At the inquest, North West Kent Coroner Roger Hatch said Ms Geldof's death had been "drugs-related" and heroin had played a part.

Mr Cohen told the inquest that he had gone to stay with his parents in southeast London with the couple's two sons, Astala, two, and one-year-old Phaedra, in the days leading up to his wife's death.

She had seemed fine when he spoke to her on several occasions over the weekend, he told the inquest.

His father, Keith, had seen Ms Geldof when he dropped the younger child home to her and did not notice anything amiss.
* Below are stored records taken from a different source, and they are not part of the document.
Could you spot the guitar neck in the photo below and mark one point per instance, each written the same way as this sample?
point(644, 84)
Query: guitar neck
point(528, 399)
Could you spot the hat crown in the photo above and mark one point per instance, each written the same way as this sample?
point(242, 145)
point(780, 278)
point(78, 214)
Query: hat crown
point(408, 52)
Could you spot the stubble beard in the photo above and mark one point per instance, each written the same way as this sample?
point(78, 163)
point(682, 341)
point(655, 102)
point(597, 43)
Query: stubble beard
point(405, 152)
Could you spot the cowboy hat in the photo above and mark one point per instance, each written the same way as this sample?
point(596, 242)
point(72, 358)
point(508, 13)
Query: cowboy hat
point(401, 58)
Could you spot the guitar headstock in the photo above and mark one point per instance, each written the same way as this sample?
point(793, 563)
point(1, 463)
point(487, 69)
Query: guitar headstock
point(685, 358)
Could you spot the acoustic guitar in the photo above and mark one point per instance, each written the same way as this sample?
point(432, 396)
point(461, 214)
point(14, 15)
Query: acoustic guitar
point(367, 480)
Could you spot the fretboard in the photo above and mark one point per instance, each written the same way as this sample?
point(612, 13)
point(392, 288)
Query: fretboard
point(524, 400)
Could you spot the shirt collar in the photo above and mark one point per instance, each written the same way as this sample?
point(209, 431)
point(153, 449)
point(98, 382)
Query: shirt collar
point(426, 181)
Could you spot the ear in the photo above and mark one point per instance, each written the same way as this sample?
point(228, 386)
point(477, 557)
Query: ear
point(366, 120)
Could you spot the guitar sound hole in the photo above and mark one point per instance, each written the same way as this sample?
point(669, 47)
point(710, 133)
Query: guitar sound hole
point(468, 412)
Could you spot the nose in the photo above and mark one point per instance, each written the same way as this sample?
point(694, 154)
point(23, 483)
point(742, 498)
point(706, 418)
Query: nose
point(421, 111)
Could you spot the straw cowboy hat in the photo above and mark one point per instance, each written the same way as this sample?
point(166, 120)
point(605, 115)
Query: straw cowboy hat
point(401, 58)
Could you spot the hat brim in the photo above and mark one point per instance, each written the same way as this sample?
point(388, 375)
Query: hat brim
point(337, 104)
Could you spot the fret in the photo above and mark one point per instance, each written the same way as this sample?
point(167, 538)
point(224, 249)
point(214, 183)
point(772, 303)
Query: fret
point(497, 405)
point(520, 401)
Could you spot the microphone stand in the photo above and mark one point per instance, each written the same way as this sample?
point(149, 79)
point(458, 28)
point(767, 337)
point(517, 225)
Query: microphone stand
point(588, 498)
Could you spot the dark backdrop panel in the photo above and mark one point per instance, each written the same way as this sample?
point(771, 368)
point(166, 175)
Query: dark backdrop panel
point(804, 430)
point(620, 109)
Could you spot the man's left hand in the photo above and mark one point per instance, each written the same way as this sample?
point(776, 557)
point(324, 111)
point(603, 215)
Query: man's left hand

Mr Cohen said he had last spoken to his wife at 5.40pm on Sunday 6 April but, after failing to get hold of her the next day, he and his mother returned to the property with Astala and found Ms Geldof's body.

Ms Geldof's mother Paula Yates was also found dead from a heroin overdose at her London home in September 2000 in what a coroner at the time described as "foolish and incautious" behaviour.

In a television interview last year, Ms Geldof's father, Sir Bob Geldof, said he "blames himself" for her death, saying: "You're the father who is responsible and clearly failed."

Sir Bob, the lead singer with the Boomtown Rats and noted anti-poverty campaigner, added: "For anybody watching, who has a dead kid and you're a parent. You go back, you go back, you go back, you go back, you go back, you go over, you go over.

"What could you have done? You do as much as you can."